Doch es ist nicht das erste Mal, daß sich die Bush-Administration und die Maliki-Regierung auf gemeinsame Ziele geeinigt haben – ohne daß dabei etwas herausgekommen wäre. Viele der neuen Vorhaben sind eigentlich alte, die die US-Besatzer bereits letztes Jahr den Irakern aufgezwungen hatten und die im Oktober 2006 bekanntgeworden waren, wie die Festsetzung eines Datums für Wahlen in den Provinzen. Damit sollen in den sunnitisch dominierten Gebieten die Menschen für den »politischen Prozeß« der Besatzer gewonnen werden, an dem teilzunehmen sie bisher abgelehnt haben. Und obwohl Bagdad auch der Forderung Bushs zugestimmt hatte, die gegen ehemalige Mitglieder der Baath-Partei Saddam Husseins gerichtete strikte Ausgrenzungspolitik zu lockern, ist in dieser Richtung bisher nichts geschehen. Ehemalige Baath-Mitglieder sind vom öffentlichen Dienst ausgeschlossen, und sie erhalten weder Renten noch andere ihnen zustehende Geldleistungen von der Regierung. Die US-Besatzer drängen dagegen die Maliki-Regierung, u.a. den ehemaligen sunnitischen Soldaten ihre Militärpensionen zu zahlen. Mit Hilfe dieser Maßnahmen soll – so zumindest der Bush-Plan – »das Wasser aus dem Teich« gelassen werden, in dem der sunnitische Widerstand »sich wie ein Fisch bewegt«.

Enorme Kampfkraft

In drei Wellen sollen innerhalb der nächsten drei Monate 20000 zusätzliche US-Kampftruppen in und um Bagdad mit einer »alles überwältigenden Kampfkraft« gegen irakische Besatzungsgegner vorgehen, sowohl gegen die sunnitischen Gruppen als auch gegen Al Sadr und dessen Machtzentrum, das über eine Million Einwohner zählende Armenviertel »Sadr-City«. Das Marionettenkabinett will die Amerikaner mit einer gleich hohen Anzahl von zusätzlichen Soldaten aus den kurdischen Gebieten im Norden und aus dem schiitischen Süden unterstützen, um »gegen alle Milizen« vorzugehen. Das bedeutet, daß Maliki inzwischen dem US-Druck nachgegeben hat und nun zu einem Bruch mit Mullah Al Sadr und seiner Miliz bereit ist. Der neue, von Bush ernannte Irak-Oberkommandeur, General Raymond Odierno, sagte in seiner ersten Pressekonferenz am Wochenende, daß es mindestens »zwei bis drei weitere Jahre« dauern könnte, bevor die USA im Irak-Krieg die Oberhand gewonnen haben.

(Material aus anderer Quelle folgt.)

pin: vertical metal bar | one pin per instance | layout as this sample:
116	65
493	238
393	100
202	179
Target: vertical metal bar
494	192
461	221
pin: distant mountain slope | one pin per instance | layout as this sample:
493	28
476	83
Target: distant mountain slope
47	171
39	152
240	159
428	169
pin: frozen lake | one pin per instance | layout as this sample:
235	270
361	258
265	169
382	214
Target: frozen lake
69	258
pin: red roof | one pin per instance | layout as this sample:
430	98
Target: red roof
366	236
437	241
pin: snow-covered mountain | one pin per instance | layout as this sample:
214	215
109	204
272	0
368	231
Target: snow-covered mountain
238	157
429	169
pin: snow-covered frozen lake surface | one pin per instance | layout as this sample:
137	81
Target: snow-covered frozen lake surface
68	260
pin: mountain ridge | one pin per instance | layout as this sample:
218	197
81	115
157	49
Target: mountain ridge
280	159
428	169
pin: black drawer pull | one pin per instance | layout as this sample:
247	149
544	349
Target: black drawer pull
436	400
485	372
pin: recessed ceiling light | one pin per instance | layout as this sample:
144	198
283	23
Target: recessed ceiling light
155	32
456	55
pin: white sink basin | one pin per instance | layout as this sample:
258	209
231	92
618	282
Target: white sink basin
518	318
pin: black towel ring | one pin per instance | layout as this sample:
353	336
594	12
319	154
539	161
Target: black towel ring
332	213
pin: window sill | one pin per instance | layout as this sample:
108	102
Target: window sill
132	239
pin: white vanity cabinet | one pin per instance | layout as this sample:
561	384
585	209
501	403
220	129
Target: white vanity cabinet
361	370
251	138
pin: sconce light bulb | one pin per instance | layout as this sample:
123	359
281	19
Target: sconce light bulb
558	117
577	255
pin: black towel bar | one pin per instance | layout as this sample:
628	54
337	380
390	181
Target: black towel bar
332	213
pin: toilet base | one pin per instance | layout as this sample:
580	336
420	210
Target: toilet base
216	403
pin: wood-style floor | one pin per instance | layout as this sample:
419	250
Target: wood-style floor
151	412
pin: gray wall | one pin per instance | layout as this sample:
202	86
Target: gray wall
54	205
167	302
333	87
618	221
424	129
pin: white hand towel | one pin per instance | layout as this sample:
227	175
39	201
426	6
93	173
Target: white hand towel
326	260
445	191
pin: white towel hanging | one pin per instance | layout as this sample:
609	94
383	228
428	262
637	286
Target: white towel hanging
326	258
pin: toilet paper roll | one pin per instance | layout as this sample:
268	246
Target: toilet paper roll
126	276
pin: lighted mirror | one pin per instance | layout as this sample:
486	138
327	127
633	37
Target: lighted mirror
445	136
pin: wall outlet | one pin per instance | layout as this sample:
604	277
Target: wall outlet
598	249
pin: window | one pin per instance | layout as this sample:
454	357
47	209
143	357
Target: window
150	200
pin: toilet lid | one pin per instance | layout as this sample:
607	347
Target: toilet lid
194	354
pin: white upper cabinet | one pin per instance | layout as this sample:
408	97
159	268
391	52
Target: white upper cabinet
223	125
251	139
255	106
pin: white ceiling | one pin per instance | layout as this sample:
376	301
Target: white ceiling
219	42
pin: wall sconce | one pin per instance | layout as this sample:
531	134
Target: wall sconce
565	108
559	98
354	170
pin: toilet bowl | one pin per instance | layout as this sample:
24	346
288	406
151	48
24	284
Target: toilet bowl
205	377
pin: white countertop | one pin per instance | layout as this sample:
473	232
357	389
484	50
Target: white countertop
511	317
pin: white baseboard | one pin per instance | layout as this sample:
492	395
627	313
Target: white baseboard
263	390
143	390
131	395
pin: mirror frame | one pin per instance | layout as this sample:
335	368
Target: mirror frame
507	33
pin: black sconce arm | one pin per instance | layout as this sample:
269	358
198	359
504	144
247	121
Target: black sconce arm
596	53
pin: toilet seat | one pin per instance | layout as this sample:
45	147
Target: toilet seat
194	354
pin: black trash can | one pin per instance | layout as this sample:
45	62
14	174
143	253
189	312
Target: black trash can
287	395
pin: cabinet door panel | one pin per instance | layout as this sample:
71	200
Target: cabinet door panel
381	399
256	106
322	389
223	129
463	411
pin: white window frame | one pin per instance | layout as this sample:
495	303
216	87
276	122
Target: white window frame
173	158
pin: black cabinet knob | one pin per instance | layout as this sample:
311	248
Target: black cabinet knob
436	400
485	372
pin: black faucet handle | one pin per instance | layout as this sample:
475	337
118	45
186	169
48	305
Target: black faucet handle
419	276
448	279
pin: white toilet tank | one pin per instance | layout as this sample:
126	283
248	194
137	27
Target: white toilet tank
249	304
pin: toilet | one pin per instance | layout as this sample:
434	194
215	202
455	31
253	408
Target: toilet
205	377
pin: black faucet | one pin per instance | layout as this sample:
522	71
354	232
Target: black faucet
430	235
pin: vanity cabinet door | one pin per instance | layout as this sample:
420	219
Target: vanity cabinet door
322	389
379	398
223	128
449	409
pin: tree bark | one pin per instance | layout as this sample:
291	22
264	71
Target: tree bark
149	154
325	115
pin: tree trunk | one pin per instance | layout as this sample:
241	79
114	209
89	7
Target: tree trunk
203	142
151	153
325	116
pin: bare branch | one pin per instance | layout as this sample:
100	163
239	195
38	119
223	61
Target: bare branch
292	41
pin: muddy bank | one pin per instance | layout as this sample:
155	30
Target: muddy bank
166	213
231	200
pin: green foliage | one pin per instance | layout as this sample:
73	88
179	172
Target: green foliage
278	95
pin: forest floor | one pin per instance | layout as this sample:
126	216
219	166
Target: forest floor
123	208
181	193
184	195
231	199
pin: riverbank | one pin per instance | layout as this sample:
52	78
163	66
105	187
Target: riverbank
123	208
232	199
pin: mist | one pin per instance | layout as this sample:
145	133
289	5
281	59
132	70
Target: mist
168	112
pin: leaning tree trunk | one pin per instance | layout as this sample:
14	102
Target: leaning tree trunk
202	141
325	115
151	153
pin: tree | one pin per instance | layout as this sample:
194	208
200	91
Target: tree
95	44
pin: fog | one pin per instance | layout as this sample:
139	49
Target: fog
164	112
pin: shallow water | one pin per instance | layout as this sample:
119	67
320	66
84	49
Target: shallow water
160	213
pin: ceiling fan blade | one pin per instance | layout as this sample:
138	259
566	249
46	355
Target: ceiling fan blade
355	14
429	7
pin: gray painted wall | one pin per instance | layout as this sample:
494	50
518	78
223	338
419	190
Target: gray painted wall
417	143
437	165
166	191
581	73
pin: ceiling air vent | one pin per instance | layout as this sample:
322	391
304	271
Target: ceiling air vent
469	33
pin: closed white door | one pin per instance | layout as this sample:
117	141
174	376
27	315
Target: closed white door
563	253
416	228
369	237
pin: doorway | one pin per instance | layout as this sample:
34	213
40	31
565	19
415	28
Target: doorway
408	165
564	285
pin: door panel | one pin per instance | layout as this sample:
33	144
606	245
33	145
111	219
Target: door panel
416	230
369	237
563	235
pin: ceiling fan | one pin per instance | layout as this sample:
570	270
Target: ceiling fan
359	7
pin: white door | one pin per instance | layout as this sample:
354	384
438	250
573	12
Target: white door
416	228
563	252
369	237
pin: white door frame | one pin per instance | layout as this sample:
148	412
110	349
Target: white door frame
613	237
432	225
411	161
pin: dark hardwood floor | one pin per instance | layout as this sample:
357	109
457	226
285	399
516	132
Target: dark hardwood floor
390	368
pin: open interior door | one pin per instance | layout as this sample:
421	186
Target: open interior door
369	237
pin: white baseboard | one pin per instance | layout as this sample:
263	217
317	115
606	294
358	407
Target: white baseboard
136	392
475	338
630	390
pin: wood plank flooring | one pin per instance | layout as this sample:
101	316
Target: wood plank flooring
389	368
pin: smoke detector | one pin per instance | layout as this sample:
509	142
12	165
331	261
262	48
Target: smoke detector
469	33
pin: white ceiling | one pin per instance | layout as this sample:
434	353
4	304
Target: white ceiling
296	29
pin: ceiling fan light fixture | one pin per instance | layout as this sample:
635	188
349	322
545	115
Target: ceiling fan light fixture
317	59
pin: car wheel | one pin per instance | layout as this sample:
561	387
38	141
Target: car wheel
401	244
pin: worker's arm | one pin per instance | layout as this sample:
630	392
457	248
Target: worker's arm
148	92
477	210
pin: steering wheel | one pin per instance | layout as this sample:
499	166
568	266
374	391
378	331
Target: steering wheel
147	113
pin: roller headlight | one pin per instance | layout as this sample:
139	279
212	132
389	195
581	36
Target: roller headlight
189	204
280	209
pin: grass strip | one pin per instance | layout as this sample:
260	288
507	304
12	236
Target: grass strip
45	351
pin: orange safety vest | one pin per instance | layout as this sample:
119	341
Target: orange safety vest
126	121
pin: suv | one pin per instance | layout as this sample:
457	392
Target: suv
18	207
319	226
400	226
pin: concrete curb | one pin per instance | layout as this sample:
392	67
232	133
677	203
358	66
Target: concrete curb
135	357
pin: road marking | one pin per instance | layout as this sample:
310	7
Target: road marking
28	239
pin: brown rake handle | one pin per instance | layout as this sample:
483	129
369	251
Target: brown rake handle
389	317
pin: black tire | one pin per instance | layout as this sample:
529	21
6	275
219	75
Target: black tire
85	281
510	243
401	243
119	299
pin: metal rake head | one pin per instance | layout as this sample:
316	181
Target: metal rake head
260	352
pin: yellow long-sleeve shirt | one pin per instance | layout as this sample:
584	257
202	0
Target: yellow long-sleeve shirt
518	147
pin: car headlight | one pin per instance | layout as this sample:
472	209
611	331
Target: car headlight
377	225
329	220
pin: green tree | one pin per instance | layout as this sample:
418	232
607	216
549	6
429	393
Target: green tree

* Aus: junge Welt, 9. Januar 2007


Eine Lektion für Präsident Bush

Von Rainer Rupp **

Als US-Präsident George W. Bush am 17. November vergangenen Jahres anläßlich der APEC-Gipfelkonferenz Hanoi besuchte, sprach er unter Anspielung auf den Irak über die Lektion, die er aus dem Vietnam-Krieg gelernt habe: »Wir werden gewinnen, solange wir nicht anziehen.« Statt wie von der US-Kongreßmehrheit und der US-amerikanischen Bevölkerung gefordert Truppen abzuziehen, will Bush seine Truppen im Irak demnächst um Zehntausende zusätzliche Soldaten verstärken, im Glauben, doch noch zu gewinnen. Viele US-Kommentatoren fühlen sich in fataler Weise an den Krieg in Vietnam erinnert, wo in 14 Jahren 58000 amerikanische Soldaten starben und 300000 verwundet wurden. Im Irak wurden seit dem Einmarsch am 20. März 2003 mehr als 3000 US-Soldaten getötet, fast 30000 weitere verwundet und verkrüppelt.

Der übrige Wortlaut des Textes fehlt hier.